We test the model over a wide range of initial belief (Q0) landscapes (from 0 to 1) and determine the optimal exploration level (τ) for each initial belief setting. The number of runs of simulation for each initial belief-exploration level combination is 10,000.

Table 1 presents the cumulative rewards for different initial beliefs and exploration levels. The average success probability of the payoff distribution is 0.2. When initial belief is set to this 0.2 (the actual average success probability), the optimal level of exploration is 0.6 with a cumulative reward of 331.1. However, if we deviate from initial belief by 0.2, the global optimum of 345.4 can be obtained with initial belief of 0.6 and an exploration level of 0.2. This result indicates that we can improve the reward by increasing initial belief from the true average and decreasing the exploration level.

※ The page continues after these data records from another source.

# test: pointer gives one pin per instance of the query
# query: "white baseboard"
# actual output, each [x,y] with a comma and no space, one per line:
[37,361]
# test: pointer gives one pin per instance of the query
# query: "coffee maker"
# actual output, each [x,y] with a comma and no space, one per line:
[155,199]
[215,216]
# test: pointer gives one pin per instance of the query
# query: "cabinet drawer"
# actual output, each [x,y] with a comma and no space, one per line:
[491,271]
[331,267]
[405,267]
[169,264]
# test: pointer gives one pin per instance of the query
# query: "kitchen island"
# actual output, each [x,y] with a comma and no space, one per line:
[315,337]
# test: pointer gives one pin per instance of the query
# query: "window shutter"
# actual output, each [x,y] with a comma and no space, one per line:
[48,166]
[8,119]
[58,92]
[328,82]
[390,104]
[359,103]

The percent increase in reward was approximately 4.32%, which is considerable in most industry contexts.

Table 1
Cumulative Reward For Different Initial Beliefs (Q0) And Exploration Levels (τ)
  Q 0=0 0.1 0.2 0.3 0.4 0.5 0.6 0.7 0.8 0.9 1
τ=0 187.6 222.8 292.4 315.6 332.1 336.8 341.7 344.9 344.8 341.5 335.8
0.1 197.9 232.3 298.9 319.3 333.1 340.2 343.7 343.7 345.2 341.3 339.9
0.2 217.4 251.8 309.3 328.1 336.7 341.7 345.4 343.2 341.2 341.1 341.5
0.3 237.1 269.5 318.3 332.5 338.0 342.6 342.3 338.7 338.1 337.8 336.8
0.4 254.2 284.8 324.0 336.1 340.6 340.2 341.3 337.4 334.4 331.7 332.1
0.5 272.7 295.3 330.1 335.2 336.6 338.9 333.0 330.4 329.3 323.8 332.9
0.6 285.6 305.2 331.1 334.5 333.1 331.4 327.5 323.3 320.2 316.8 319.3
0.7 293.5 311.3 329.5 332.0 326.3 325.0 319.2 317.2 312.1 309.6 308.4
0.8 300.4 314.6 327.5 324.5 321.5 316.7 314.3 308.0 299.9 299.9 301.2
0.9 304.2 314.6 318.2 315.8 312.7 305.5 302.3 298.3 293.3 290.4 291.4
1 305.2 314.4 313.7 309.2 304.7 299.2 292.0 289.1 284.7 277.0 279.0

The results also reveal the pattern of rewards according to exploration level and initial belief. For a given initial belief, the optimal reward is achieved not with an extreme exploration level but with a moderate exploration level. For instance, when initial belief is 0.3, the optimal exploration level is 0.4, not 0 or 1. Consequently, the reward has an inverted U-shaped pattern in the exploration level, which confirms the results of previous studies that a balance between exploration and exploitation is critical (March, 1991, Posen & Levinthal, 2012).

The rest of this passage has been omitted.